そのテレビでは渋谷区の豪華なトイレが海外の観光客に話題で、ツアーまで催されているというニュースが流れていた。それ自体には文句はないけど、誰でもが使えるわけじゃなさそうで、そこは何ともグロテスクだなあ。みすぼらしくて金もなくて契約もできないホームレスの人とかは、切迫してても目の前の豪奢なトイレを、指をくわえて肛門をしめて、ながめているしかないのかしら。

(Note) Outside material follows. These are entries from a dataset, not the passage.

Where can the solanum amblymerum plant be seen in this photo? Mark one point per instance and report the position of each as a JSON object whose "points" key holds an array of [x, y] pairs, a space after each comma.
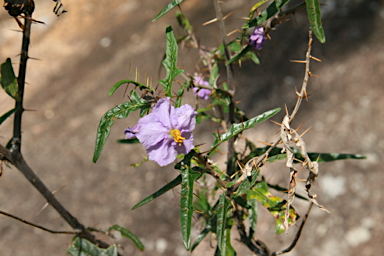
{"points": [[166, 130]]}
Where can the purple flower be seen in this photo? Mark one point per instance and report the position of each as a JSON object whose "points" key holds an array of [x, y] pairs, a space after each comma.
{"points": [[166, 132], [257, 38], [202, 93]]}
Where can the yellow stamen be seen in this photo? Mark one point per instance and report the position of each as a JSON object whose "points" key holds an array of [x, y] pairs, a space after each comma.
{"points": [[177, 136]]}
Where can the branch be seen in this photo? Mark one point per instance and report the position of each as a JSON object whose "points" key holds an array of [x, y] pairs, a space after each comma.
{"points": [[231, 85], [294, 242], [16, 140], [16, 159]]}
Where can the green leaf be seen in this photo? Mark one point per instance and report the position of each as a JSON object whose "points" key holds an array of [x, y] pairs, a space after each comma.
{"points": [[285, 190], [271, 10], [186, 200], [129, 141], [275, 205], [252, 216], [201, 236], [127, 81], [6, 115], [83, 247], [158, 193], [246, 184], [128, 234], [170, 62], [172, 4], [240, 127], [119, 112], [8, 79], [184, 22], [239, 55], [314, 16], [229, 251], [222, 210]]}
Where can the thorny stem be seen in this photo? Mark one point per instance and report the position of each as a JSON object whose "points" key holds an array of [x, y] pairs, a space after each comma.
{"points": [[16, 140], [293, 244], [299, 99], [231, 85], [16, 158]]}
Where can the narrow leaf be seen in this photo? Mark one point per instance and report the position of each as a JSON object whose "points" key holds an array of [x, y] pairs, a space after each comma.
{"points": [[128, 234], [224, 204], [127, 81], [170, 62], [129, 141], [229, 251], [201, 236], [6, 115], [119, 112], [275, 205], [158, 193], [240, 127], [314, 16], [246, 184], [8, 79], [271, 10], [252, 216], [172, 4], [239, 55], [186, 200], [83, 247]]}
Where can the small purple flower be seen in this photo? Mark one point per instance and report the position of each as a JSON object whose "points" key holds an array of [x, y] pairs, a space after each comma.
{"points": [[257, 38], [202, 93], [166, 132]]}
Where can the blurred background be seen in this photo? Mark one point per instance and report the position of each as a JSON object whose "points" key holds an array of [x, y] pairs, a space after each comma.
{"points": [[82, 53]]}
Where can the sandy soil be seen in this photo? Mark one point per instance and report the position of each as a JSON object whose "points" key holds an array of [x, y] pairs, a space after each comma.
{"points": [[85, 51]]}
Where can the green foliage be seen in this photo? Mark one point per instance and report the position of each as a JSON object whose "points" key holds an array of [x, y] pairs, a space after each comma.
{"points": [[247, 184], [222, 211], [172, 4], [119, 112], [275, 205], [127, 81], [271, 10], [128, 234], [8, 79], [314, 16], [6, 115], [83, 247], [240, 127], [186, 200], [158, 193], [170, 62]]}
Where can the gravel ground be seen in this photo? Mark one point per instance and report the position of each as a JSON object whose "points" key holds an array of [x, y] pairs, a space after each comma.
{"points": [[85, 51]]}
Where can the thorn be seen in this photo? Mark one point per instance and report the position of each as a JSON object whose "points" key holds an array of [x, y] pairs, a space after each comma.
{"points": [[210, 21], [316, 59], [306, 95], [229, 14], [234, 31], [301, 135], [298, 128], [265, 143], [310, 74]]}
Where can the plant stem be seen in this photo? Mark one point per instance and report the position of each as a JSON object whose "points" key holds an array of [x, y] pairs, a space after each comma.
{"points": [[16, 140]]}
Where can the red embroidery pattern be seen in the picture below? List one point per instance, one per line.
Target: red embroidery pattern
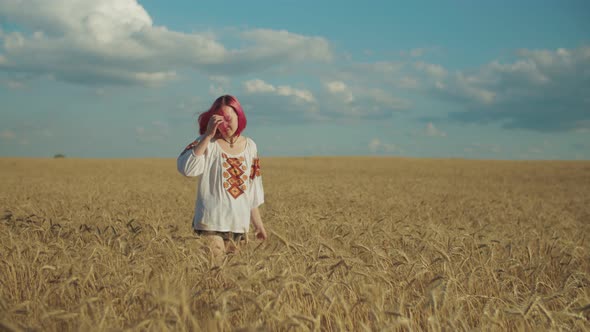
(234, 176)
(255, 169)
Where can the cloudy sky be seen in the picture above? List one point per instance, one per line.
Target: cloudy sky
(469, 79)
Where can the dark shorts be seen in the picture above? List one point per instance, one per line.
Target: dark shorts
(226, 236)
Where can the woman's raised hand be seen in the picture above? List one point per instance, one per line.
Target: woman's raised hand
(214, 122)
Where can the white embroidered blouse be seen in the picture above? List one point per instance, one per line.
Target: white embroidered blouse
(229, 188)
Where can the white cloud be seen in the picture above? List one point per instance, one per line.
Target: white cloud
(115, 42)
(377, 146)
(259, 86)
(7, 134)
(341, 89)
(155, 131)
(543, 90)
(433, 70)
(432, 131)
(284, 44)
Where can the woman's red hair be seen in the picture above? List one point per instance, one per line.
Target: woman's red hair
(225, 100)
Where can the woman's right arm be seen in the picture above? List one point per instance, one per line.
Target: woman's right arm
(191, 161)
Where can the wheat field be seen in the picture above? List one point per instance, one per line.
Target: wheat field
(380, 244)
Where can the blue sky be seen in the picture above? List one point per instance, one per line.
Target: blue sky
(125, 78)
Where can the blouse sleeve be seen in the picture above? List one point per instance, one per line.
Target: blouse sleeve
(257, 190)
(188, 164)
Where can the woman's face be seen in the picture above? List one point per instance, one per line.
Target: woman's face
(230, 121)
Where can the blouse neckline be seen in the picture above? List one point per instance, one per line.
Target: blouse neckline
(231, 154)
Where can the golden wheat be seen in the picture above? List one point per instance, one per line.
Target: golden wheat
(355, 244)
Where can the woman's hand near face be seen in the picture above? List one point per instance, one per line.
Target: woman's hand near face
(214, 122)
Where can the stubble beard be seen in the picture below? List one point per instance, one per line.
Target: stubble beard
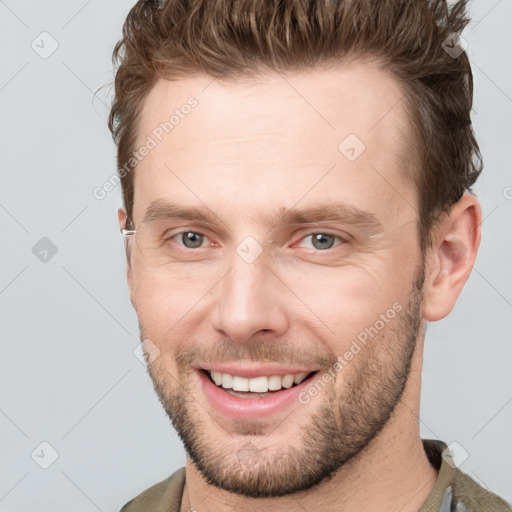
(343, 424)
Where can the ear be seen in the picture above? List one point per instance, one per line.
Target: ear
(455, 243)
(121, 218)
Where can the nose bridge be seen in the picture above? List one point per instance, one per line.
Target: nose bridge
(247, 302)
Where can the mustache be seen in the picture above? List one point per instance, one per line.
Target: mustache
(191, 351)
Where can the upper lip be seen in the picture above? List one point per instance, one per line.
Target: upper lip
(250, 372)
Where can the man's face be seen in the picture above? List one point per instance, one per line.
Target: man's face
(262, 288)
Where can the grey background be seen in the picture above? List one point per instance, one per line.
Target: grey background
(68, 373)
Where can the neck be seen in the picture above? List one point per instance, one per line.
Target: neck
(391, 473)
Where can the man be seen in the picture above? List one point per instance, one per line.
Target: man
(296, 179)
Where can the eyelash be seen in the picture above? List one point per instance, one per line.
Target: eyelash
(340, 238)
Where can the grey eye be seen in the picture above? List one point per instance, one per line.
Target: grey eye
(192, 240)
(322, 241)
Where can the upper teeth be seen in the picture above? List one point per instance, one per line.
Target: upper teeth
(257, 384)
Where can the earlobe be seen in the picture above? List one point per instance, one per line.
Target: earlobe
(452, 256)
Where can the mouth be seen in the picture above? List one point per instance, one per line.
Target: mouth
(259, 386)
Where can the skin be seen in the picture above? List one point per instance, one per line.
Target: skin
(250, 148)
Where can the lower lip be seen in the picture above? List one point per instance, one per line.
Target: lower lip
(251, 408)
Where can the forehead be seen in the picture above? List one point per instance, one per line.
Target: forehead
(274, 136)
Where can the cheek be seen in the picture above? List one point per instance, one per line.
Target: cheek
(342, 303)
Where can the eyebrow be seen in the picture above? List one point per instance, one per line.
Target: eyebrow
(330, 212)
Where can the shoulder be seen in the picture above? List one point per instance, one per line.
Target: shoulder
(165, 496)
(456, 491)
(469, 496)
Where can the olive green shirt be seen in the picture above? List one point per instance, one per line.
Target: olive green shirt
(454, 491)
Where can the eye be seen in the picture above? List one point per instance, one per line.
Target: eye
(323, 241)
(190, 239)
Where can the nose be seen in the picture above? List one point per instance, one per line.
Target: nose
(250, 299)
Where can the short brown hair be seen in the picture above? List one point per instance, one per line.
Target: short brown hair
(234, 38)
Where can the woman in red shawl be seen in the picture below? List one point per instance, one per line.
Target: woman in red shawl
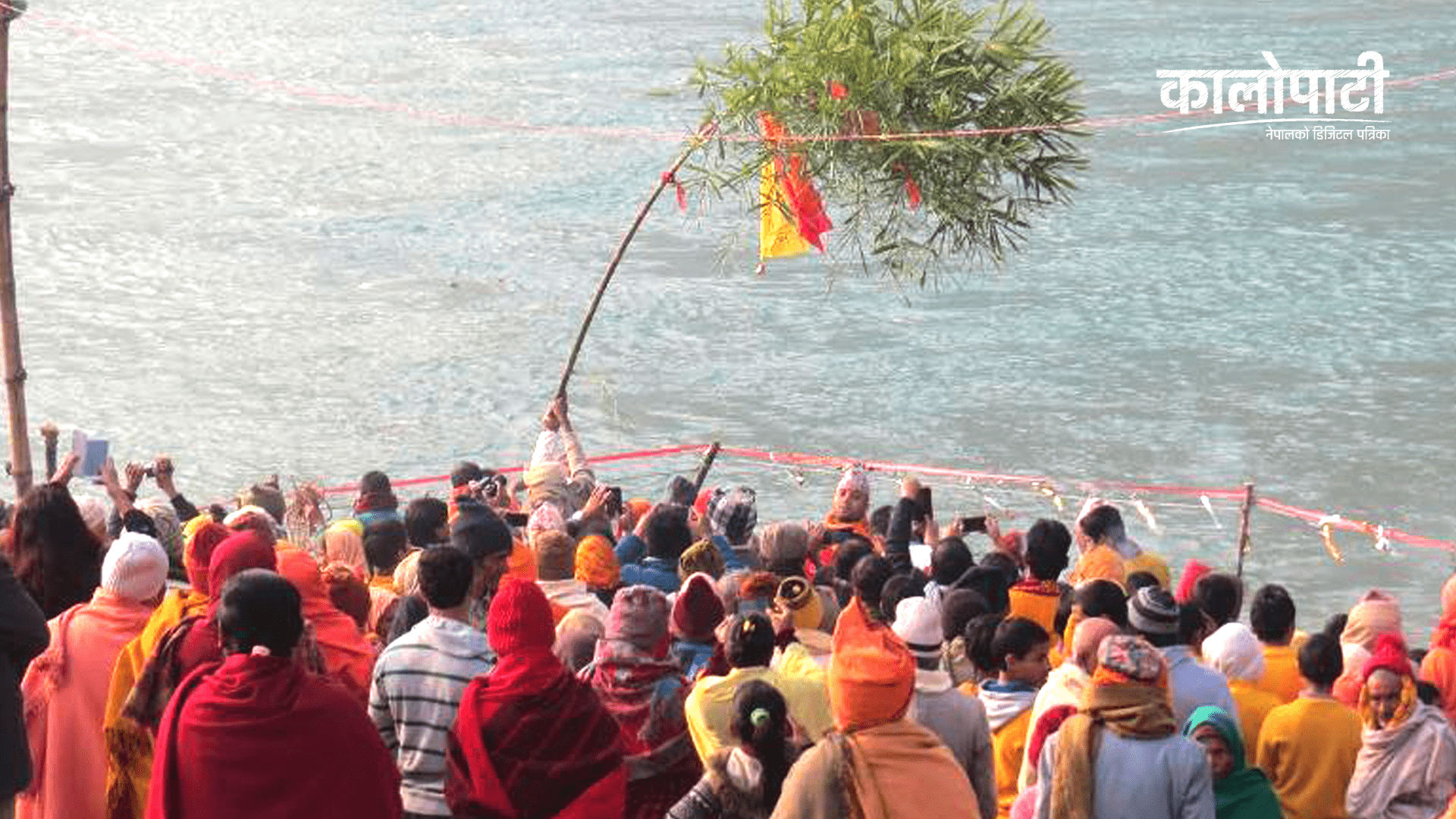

汚れまくった公衆トイレのおぞましさは、私もよく知っているから、そこを芸術的にきれいにするという、この発想は魅力的だし、まったく正しいと思う。だけど、どんな人でも安心して入れる質素だけど清潔なトイレも、きちんといっぱい作ってほしい。というよりか、豪華なトイレに入れないような貧しいみじめな、心も荒れた人をなくせよ、世の中から。いきなりは無理でも、そういう方向を、こういうことをきっかけに、あらためてめざしてほしい。そして、これもまったく政府の責任だけど、まだ水が出ない被災地のトイレがあることを、反射的に連想してしまう私は、どのくらい世の中の少数派なんだろう。